Сергей качнулся, разжал пальцы за спиной на прутьях и рывком обнял девушку. Он не умел обнимать, хотя несколько раз оставался ночевать у женщин. Обычно это случалось после праздничных попоек. До того дня, когда он на стройке увидел Галю.

– Поедем в ЗАГС, – зашептал он быстро, притягивая её к себе. – Я буду тебя очень любить… Я сейчас… Не надо мне никого, кроме тебя. И ты полюбишь… когда-нибудь. Молчишь?

Она, подавшаяся было к нему, когда он её обнял, вдруг вся напружинилась и упёрлась руками, согнутыми в локтях, ему в грудь.

«Боже мой, ведь сегодня наш срок. Раз поддалась – больше не будет… Совсем забыла – сказала же в тот день: ничего не получится через силу».

– Мы ведь говорили об этом, Серёжа. Зачем повторяться? Не хочу быть твоей женой, зря мы всё затеяли – не знаю сама, что на меня нашло в тот день и я согласилась пойти с тобой в ЗАГС. Пусть очередь пройдёт, нас ведь никто не знает.

Она замолчала, опустив глаза и уже не так сильно упираясь руками в грудь, прошептала убеждённо, но в то же время с неловкостью за свои слова:

– Не люблю я тебя, Серёжа.

От площадки, на которой они стояли, до расплавлено слепящего пятна в жидко-голубом небе, сквозь запылённое, немытое стекло натянулись оранжевые нити. Искрилось множество пылинок, попадающих в лучи. Тихо-тихо было в подъезде дома, который вошёл в историю Сталинградской битвы, вместе со своим, известным всей планете городом, на Нижней Волге.

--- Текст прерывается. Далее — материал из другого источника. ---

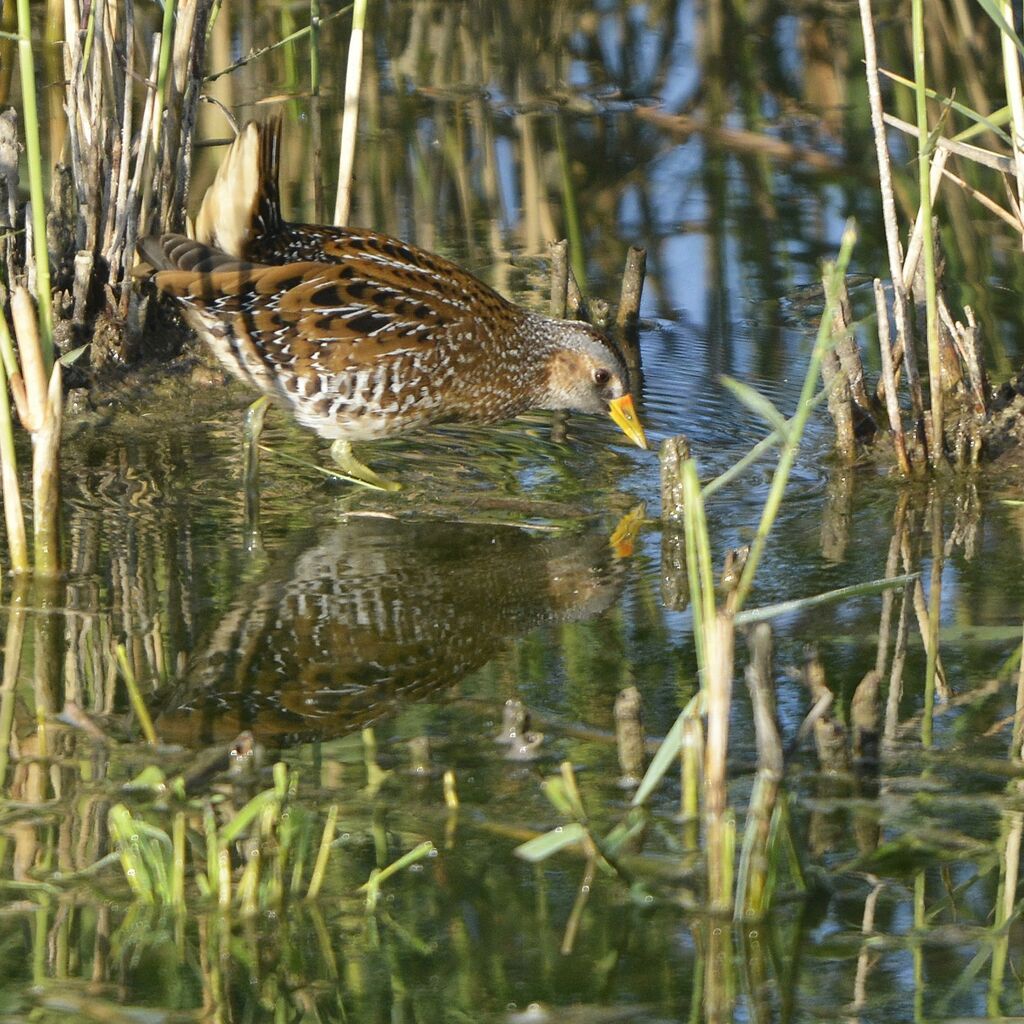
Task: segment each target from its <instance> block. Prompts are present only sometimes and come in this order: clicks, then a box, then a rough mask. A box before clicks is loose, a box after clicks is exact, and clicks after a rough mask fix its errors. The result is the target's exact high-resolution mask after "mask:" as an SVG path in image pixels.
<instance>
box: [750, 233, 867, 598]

Сергей спустил с плеч девушки руки и весь обмяк, осел на бок. Галя отодвинулась назад к двери.

«Нет, нет, пусть хоть упрашивает: не пойду. Всю жизнь внушали: не давай даже поцелуя без любви. А тут – замужество! Говорят, и без любви хорошо живут… Разве можно? Смешно думать: я его жена».

Галина остановила испытующий взгляд на фигуре Сергея. Он стоял к ней боком, ссутулившись. Длинные руки безвольно висели вдоль тела и лишь тонкие пальцы, не похожие на пальцы рабочего, вздрагивали. Солнце высвечивало половину узкого лица, мохнатую прядь, нависшую над глазом.

«А он ничего. Рыжее солнце в золотых волосах… Но ведь я его совсем не знаю. С ним иногда весело… Что ему делать без меня? Сам сказал: жизнь не нужна… А всё из-за меня».

Гале вдруг стало жаль Сергея и непонятно от чего проявившееся перед тем презрение к его фигуре, лицу, всё сильнее и стремительнее начало сменяться нежностью, до этого ни разу не испытанным желанием по-женски прижать его.

Вдруг щёлкнул замок. Резко открытая дверь отбросила Галину и толкнула к стене.

–  Я всё слышала! Ты хотел сделать без меня. Доченька, ты же не бросишь меня, не уйдёшь?! Катись отсюда, душегуб! Не будет она твоей! Проклятый… Откуда ты явился на мою шею!

«За что так ненавидит меня старуха? Я ей не сделал ничего дрянного. Разве плохо, что люблю её дочь? Застегнула бы халат: растрепалась вся».

– Я буду беречь Галю сильнее самого себя. Зачем же устраиваете сцены? Прошу вас, Ефросинья Аркадьевна…

Мать повисла тяжестью всего тела на Галю. Слёзы замочили дочери щёку, к которой мать прижалась. Халат распахнулся и оголилась сухая жёлтая грудь.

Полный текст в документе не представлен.